We can well understand why modern pagan society has a problem with the concept of justice. In the humanist frame, where man is the ultimate reality and nothing human is foreign, that which is seen as evil can have no higher or deeper warrant than current public prejudice or preference. Moreover, distinguishing coherently between what is evil and what should be regarded as a crime is impossible. While all crimes are by definition evil, not all evils are crimes. Pagan man has no reference point to make the distinction. Modern society can rise no higher than "it is bad because we say so." Therefore, it is completely understandable that modern pagan society would downplay or ignore justice as a fundamental driver of the prison institution and prison policy. In the modern world, justice is a completely relative and plastic notion.
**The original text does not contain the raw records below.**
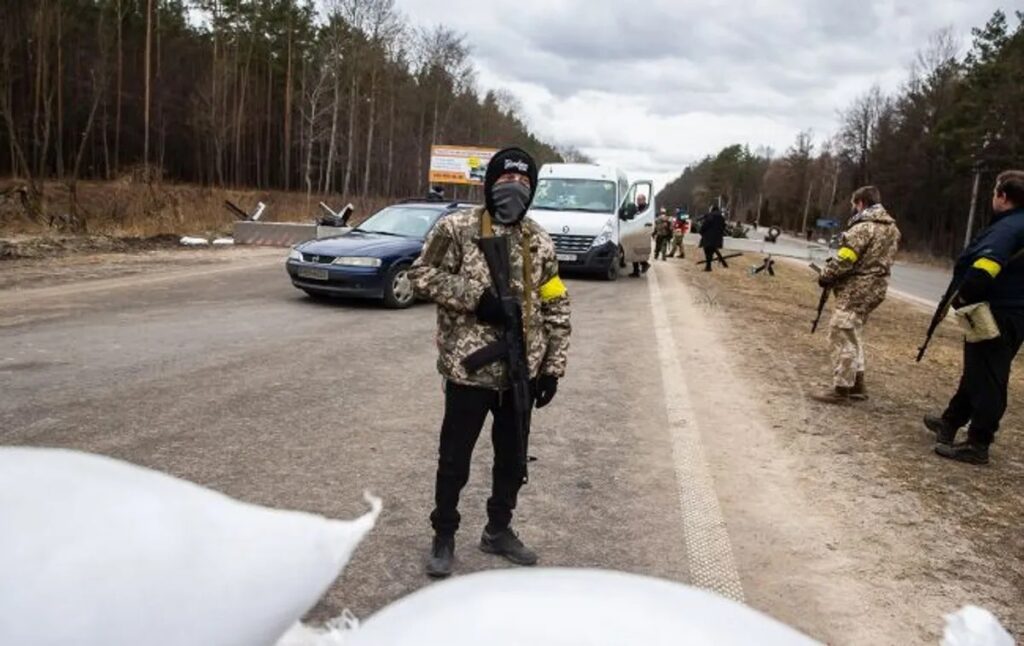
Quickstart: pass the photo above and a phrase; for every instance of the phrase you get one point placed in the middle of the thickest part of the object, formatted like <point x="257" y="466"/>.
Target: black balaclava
<point x="512" y="200"/>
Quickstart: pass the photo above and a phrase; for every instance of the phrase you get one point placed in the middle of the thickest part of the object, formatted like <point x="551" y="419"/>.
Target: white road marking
<point x="709" y="551"/>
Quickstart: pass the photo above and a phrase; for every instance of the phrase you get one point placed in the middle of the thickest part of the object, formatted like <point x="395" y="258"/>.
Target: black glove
<point x="545" y="389"/>
<point x="488" y="309"/>
<point x="974" y="289"/>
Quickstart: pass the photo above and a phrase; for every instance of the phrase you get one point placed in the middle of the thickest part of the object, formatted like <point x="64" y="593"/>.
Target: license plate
<point x="312" y="272"/>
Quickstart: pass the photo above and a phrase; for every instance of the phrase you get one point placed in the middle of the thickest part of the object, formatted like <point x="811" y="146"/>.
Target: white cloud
<point x="651" y="85"/>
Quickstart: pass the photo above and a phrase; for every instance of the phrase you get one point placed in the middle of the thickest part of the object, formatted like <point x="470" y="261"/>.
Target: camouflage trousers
<point x="677" y="246"/>
<point x="846" y="336"/>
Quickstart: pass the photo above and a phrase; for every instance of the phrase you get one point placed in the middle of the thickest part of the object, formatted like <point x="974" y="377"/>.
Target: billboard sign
<point x="459" y="164"/>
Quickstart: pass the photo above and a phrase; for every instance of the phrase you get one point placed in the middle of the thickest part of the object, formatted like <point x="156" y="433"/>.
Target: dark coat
<point x="998" y="244"/>
<point x="713" y="231"/>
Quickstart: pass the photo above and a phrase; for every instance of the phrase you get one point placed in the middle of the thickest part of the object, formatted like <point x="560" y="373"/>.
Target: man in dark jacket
<point x="713" y="237"/>
<point x="987" y="271"/>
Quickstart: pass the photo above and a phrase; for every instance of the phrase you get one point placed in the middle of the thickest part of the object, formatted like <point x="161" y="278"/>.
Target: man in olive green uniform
<point x="858" y="277"/>
<point x="452" y="271"/>
<point x="662" y="234"/>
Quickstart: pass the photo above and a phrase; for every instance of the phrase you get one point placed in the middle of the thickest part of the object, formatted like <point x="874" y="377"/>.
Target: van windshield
<point x="592" y="196"/>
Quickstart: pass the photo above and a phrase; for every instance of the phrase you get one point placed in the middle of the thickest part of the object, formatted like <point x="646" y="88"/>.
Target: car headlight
<point x="356" y="261"/>
<point x="604" y="237"/>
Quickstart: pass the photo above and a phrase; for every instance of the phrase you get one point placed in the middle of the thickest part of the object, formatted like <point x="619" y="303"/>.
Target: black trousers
<point x="662" y="246"/>
<point x="466" y="408"/>
<point x="981" y="397"/>
<point x="710" y="257"/>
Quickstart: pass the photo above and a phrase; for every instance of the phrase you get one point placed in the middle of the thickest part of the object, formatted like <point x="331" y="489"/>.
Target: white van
<point x="591" y="213"/>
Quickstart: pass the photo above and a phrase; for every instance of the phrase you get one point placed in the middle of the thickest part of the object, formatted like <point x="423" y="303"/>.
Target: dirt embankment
<point x="129" y="209"/>
<point x="949" y="532"/>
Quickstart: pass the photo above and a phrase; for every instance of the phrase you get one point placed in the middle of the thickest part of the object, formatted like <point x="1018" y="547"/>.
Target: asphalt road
<point x="231" y="378"/>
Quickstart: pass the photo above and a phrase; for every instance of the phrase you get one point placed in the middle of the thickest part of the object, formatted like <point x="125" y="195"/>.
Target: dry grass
<point x="883" y="439"/>
<point x="128" y="209"/>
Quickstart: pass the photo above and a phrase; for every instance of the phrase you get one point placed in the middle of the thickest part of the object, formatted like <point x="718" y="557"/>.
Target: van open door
<point x="636" y="226"/>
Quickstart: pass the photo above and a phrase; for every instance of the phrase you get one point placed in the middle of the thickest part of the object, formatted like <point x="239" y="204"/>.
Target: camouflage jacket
<point x="453" y="272"/>
<point x="860" y="270"/>
<point x="663" y="226"/>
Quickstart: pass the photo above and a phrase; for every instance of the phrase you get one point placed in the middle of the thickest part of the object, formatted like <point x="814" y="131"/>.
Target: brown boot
<point x="859" y="390"/>
<point x="838" y="394"/>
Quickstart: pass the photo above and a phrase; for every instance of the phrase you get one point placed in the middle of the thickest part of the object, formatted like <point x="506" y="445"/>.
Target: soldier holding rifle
<point x="503" y="336"/>
<point x="858" y="277"/>
<point x="989" y="271"/>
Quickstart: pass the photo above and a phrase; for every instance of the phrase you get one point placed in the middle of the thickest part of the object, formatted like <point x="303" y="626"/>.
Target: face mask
<point x="511" y="200"/>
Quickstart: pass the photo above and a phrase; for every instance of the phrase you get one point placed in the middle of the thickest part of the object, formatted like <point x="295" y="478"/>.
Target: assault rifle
<point x="937" y="318"/>
<point x="821" y="301"/>
<point x="511" y="348"/>
<point x="720" y="259"/>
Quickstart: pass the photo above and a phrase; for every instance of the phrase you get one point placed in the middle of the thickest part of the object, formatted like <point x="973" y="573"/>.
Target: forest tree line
<point x="261" y="93"/>
<point x="923" y="145"/>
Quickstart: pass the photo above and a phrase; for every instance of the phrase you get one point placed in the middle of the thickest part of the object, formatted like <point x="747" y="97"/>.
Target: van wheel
<point x="398" y="288"/>
<point x="611" y="272"/>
It is only a connotation, a feeling, a hunch, a popular opinion.
But Jerusalem is different. For Jerusalem, justice is meaningful and has definitive denotation because the Living God alone is the Judge. Judgement belongs to Him. Vengeance against evil belongs to Him. Not all evils are punished in this life. Justice in this life is very important, but is limited, prescribed, and proscribed. Justice within Jerusalem is focused far more upon the victim than the criminal, because vengeance and just retribution belong to God and His jealous actions, not to man. God's justice will not be finally revealed or executed until that final Day--but none will escape His assizes. Every thought, word, and deed of every human being will be judged with infallible knowledge and terrible retribution against evil on that Day.
Therefore, in this life and prior to that Day, ensuring that the criminal gets his just desserts is not a fundamental driver of the administration of justice. But ensuring that the criminal is made to restitute those he has harmed is a proper and approriate focus and emphasis of justice in this life. If the victim is not restituted, justice has not been done. This is justice within Jerusalem.
So, now we come to the most important and fundamental question with respect to the prison system: how does the modern prison system facilitate and achieve criminals restituting victims of their crime? It simply does not. Therefore, we conclude that the modern humanist prison system is not just fundamentally flawed in a pragmatic sense, but it is prfoundly unjust. To that extent it is a wicked and evil system.